Model fitting

Author

Katie Schuler

Published

October 22, 2024

Under construction

Still working on these

Code
library(tidyverse)
library(modelr)
library(infer)
library(knitr)
library(parsnip)
library(optimg)
library(kableExtra)
theme_set(theme_classic(base_size = 12))

# setup data 
data <- tibble(
    experience = c(49, 69, 89, 99, 109),
    rt = c(124, 95, 71, 45, 18)
)

Suppose that we have a set of data and we have specified the model we’d like to fit. The next step is to fit the model to the data. That is, to find the best estimate of the free parameters (weights) such that the model describes the data as well as possible.

1 Fitting Models in R

We will fit linear models using three common methods. During model specification week, we already started fitting models with lm() and infer. Today we will expand to include the parsnip way.

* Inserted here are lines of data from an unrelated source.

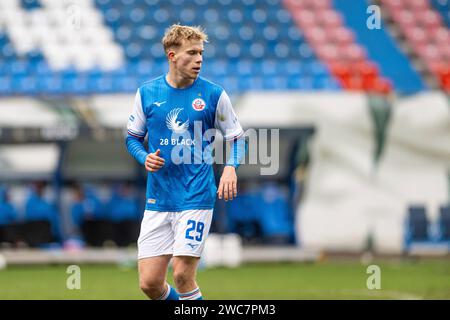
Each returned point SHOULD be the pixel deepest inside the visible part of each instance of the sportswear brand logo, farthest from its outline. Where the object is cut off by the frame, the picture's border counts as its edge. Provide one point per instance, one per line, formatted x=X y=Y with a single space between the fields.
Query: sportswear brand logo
x=158 y=104
x=198 y=104
x=175 y=125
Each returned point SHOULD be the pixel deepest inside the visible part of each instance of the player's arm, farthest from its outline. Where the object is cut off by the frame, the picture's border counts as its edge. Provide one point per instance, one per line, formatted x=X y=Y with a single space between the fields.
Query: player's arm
x=228 y=181
x=136 y=131
x=227 y=123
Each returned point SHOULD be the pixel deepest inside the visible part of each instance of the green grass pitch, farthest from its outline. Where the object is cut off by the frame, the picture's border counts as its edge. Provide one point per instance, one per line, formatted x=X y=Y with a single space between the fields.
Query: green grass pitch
x=422 y=279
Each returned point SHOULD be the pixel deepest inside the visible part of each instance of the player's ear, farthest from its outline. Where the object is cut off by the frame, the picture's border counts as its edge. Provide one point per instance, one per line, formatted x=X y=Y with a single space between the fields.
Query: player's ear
x=171 y=55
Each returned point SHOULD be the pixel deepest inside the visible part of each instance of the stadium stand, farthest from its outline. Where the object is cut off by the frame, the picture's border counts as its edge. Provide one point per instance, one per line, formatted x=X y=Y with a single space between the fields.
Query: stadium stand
x=426 y=33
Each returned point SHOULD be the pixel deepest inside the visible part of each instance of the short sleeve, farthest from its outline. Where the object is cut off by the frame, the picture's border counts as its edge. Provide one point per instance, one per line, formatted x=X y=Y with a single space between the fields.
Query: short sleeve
x=226 y=119
x=137 y=126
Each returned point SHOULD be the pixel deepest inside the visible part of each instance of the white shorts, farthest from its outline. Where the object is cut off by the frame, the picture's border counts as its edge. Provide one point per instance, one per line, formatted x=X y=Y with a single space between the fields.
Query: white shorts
x=181 y=233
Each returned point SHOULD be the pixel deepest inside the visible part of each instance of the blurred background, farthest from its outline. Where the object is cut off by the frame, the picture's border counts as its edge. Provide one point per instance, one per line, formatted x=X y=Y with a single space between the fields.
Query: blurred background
x=359 y=91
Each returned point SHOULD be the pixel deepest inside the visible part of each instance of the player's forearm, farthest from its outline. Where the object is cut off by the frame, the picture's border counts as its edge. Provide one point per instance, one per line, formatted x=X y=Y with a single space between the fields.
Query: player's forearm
x=237 y=152
x=136 y=149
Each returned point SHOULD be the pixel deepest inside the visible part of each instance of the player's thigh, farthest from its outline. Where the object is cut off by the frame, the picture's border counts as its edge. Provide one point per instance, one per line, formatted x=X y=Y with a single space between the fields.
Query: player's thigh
x=156 y=237
x=185 y=265
x=153 y=270
x=191 y=228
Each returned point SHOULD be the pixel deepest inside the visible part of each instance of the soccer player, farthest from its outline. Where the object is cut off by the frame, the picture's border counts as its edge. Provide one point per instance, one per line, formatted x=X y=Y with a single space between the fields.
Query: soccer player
x=179 y=111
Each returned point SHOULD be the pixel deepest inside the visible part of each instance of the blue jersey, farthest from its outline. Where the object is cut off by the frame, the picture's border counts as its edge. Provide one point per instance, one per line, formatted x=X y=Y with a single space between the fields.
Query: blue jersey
x=182 y=123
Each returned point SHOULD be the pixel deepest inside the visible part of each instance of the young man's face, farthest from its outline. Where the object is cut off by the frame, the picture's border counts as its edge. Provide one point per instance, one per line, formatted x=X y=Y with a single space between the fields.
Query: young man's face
x=188 y=58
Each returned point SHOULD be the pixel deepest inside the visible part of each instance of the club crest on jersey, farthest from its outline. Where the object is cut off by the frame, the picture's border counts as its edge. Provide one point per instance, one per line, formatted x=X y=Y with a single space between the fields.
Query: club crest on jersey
x=174 y=124
x=198 y=104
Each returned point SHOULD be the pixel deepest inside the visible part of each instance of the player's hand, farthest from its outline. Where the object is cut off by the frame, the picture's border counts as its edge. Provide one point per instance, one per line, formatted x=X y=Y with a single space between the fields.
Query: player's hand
x=154 y=162
x=228 y=184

  1. lm(): This is the most basic and widely used function for fitting linear models. It directly estimates model parameters based on the ordinary least-squares method, providing regression outputs such as coefficients, R-squared, etc.

  2. infer package: This package focuses on statistical inference using tidyverse syntax. It emphasizes hypothesis testing, confidence intervals, and bootstrapping, making it ideal for inferential analysis.

  3. parsnip package: Part of the tidymodels suite, parsnip provides a unified syntax for various modeling approaches (linear, logistic, random forest, etc.). It separates the model specification from the underlying engine, offering flexibility and consistency when working across multiple machine learning algorithms.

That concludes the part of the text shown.